Hal terpenting dalam konteks kehumasan adalah menjadikan insan press lebih dari sekedar friend dibandingkan enemy, atau secara paradox kita akan menempatkan media dalam kapasitasnya melakukan upaya publikasi dimedia massa sebagai frenemy -teman sekaligus musuh dalam makna yang konstruktif, artinya disatu sisi membantu kita dalam leverage publisitas pada jangkauan audiens yang meluas, sekaligus menjadi musuh untuk membangun kemampuan berargumentasi melalui data dan fakta, karena kerapkali awak media mencari celah pemberitaan yang sexy bagi konsumsi publik dan bernilai layak berita.
Pameo "bad news is a good news" kerapkali muncul sebagai sebuah pembenaran, ketika para pihak terkait tidak mampu menyajikan data dan informasi dalam paparan yang jelas secara eksplanasi, atau ada data yang tidak bisa dikomunikasikan, hal ini kerap menjadi bumerang yang ditangkap oleh media press, tanpa kita sebagai objek pemberitaan mampu melakukan perlawanan secara argumentatif.

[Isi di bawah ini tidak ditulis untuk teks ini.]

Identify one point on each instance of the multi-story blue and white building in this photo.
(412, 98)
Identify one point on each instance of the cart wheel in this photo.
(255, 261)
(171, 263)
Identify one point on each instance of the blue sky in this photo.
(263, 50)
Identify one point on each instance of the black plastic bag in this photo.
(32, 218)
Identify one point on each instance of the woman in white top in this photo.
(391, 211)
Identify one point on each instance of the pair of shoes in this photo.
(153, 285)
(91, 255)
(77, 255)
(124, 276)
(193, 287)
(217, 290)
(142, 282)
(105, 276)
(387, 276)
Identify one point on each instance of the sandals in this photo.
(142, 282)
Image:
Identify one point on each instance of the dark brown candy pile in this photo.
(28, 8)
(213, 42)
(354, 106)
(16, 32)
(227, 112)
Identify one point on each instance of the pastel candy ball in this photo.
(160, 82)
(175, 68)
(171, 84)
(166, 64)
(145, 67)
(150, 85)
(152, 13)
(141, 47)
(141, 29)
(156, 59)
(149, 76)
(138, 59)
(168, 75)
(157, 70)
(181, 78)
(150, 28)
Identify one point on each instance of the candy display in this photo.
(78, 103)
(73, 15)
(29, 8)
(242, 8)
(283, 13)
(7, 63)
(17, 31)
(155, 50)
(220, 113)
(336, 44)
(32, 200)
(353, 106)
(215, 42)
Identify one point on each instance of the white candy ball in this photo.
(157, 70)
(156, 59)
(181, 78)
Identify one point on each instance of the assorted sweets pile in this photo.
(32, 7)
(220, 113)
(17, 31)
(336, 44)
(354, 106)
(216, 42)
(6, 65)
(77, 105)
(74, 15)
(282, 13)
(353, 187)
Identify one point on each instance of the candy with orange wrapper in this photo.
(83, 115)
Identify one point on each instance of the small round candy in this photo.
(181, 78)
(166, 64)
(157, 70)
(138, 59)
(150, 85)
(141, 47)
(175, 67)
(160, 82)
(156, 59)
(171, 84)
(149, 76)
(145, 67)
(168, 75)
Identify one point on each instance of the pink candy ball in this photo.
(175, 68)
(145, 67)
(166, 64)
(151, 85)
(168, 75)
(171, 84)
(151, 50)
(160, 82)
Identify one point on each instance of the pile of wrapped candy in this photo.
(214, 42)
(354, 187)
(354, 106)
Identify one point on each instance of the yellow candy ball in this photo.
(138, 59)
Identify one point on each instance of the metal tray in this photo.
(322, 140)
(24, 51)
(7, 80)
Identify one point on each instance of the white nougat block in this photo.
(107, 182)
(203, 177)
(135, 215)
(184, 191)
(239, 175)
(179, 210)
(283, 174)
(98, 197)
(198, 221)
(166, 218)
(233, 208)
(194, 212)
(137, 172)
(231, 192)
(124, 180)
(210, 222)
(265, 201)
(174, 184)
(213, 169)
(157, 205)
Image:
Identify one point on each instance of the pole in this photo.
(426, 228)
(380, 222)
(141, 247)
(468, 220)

Apa yang sebaiknya dilakukan dalam situasi tersebut berdasarkan kacamata public relations? berikan bukti secara jelas dan jangan menghindar, komunikasikan dengan berpegang pada prinsip “lebih cepat lebih baik” dibandingkan dengan masalah yang telah terakumulasi besar, sebab akan menjadi sebuah kesulitan tersendiri dalam mengatasinya, bila konteks masalahnya menjadi pelik dan penuh dengan kompleksitas.
Kerapkali masalah berkembang penuh dengan opini yang telah mempersepsikan suatu hal tertentu, kondisi tersebut kerapkali diserap secara utuh oleh awak media yang memiliki pemahaman berbeda, dan dalam hal ini diperlukan kemampuan serta kejelian praktisi kehumasan untuk dapat melakukan edukasi kepada para jurnalis untuk memahami permasalahan secara utuh serta berimbang dengan konsep cover booth side.

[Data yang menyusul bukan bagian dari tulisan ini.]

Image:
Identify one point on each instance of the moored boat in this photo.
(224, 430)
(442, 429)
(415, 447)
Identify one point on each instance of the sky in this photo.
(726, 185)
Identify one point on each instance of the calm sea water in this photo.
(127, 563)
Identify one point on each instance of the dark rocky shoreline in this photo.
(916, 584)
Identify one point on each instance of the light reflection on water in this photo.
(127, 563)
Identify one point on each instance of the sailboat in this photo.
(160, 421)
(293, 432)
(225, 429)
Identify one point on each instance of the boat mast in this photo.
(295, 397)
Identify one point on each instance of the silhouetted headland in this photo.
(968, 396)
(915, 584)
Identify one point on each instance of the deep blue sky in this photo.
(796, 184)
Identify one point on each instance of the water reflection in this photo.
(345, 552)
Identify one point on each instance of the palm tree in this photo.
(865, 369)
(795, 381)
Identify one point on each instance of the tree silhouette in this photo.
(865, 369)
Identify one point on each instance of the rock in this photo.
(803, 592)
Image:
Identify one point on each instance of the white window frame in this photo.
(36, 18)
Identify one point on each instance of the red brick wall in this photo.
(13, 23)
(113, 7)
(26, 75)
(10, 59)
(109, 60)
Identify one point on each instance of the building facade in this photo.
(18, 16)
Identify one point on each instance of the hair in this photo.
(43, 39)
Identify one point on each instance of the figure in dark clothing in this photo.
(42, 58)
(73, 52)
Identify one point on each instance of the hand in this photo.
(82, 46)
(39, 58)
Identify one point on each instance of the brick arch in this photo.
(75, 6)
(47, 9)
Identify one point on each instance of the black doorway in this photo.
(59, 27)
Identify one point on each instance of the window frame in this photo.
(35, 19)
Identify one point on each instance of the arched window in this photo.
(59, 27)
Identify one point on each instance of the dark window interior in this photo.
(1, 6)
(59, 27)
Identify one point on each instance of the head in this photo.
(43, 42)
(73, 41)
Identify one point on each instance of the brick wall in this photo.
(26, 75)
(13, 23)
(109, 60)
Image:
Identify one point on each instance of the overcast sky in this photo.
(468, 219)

Fenomena social media kerapkali saat ini menjadi sebuah masalah baru bagi humas, termasuk ketidakpuasan pelanggan hingga akun anonim, untuk yg terakhir pilihannya sebaiknya diabaikan karena akun sosial media anonim kerapkali memang dijadikan alat untuk menyebar fitnah dan kebencian, sedangkan bagi akun terverifikasi jelas memerlukan respon berupa tanggapan langsung.

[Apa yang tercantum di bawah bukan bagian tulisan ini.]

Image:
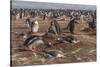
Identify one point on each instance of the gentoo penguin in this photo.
(17, 16)
(54, 28)
(35, 27)
(29, 24)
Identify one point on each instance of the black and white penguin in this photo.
(29, 24)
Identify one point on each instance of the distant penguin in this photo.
(17, 16)
(35, 27)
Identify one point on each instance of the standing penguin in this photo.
(17, 16)
(35, 27)
(71, 25)
(29, 24)
(54, 28)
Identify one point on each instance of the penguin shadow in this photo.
(21, 49)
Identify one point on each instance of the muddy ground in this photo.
(84, 51)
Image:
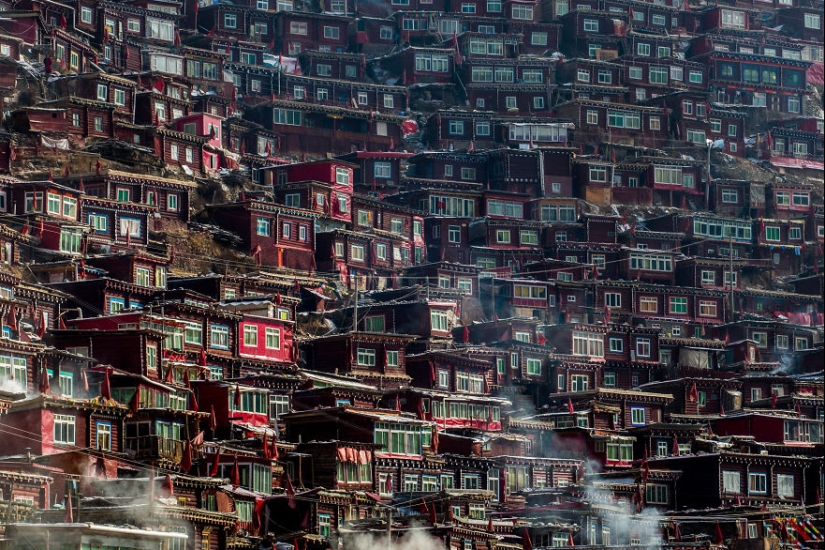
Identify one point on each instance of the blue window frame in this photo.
(219, 336)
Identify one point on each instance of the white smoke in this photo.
(414, 539)
(13, 386)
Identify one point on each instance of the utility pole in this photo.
(707, 182)
(355, 308)
(389, 528)
(730, 276)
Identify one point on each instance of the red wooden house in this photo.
(370, 355)
(115, 225)
(300, 31)
(319, 129)
(628, 124)
(521, 85)
(237, 406)
(758, 80)
(739, 477)
(100, 87)
(71, 55)
(376, 171)
(274, 235)
(54, 424)
(266, 339)
(585, 31)
(781, 243)
(166, 196)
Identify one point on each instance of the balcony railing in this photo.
(155, 446)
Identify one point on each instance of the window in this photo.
(298, 27)
(659, 75)
(587, 344)
(757, 483)
(676, 73)
(801, 199)
(656, 493)
(454, 234)
(648, 304)
(70, 240)
(286, 116)
(730, 482)
(104, 436)
(733, 19)
(592, 117)
(250, 335)
(618, 119)
(438, 320)
(598, 173)
(678, 306)
(730, 196)
(142, 276)
(522, 12)
(366, 357)
(784, 486)
(651, 262)
(219, 336)
(64, 429)
(643, 347)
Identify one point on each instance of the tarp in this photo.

Menyelesaikan persoalan tanpa menyisakan permasalahan adalah bagian dari domain public relations, dan hal itu akan dapat dilaksanakan dengan baik bila kemudian insan kehumasan mampu memahami keberadan dirinya, serta memahami rekan kerjanya yakni awak media dengan berbekal pengetahuan yang cukup untuk meladeni keingintahuan, karena pada sifat asalinya insan press memang menggunakan sudut pandang pesimistik serta dilahirkan untuk terus bertanya akan segala sesuatu, untuk hal tersebut kita pun sebagai humas harus bersiap dengan aneka rupa kunci jawaban.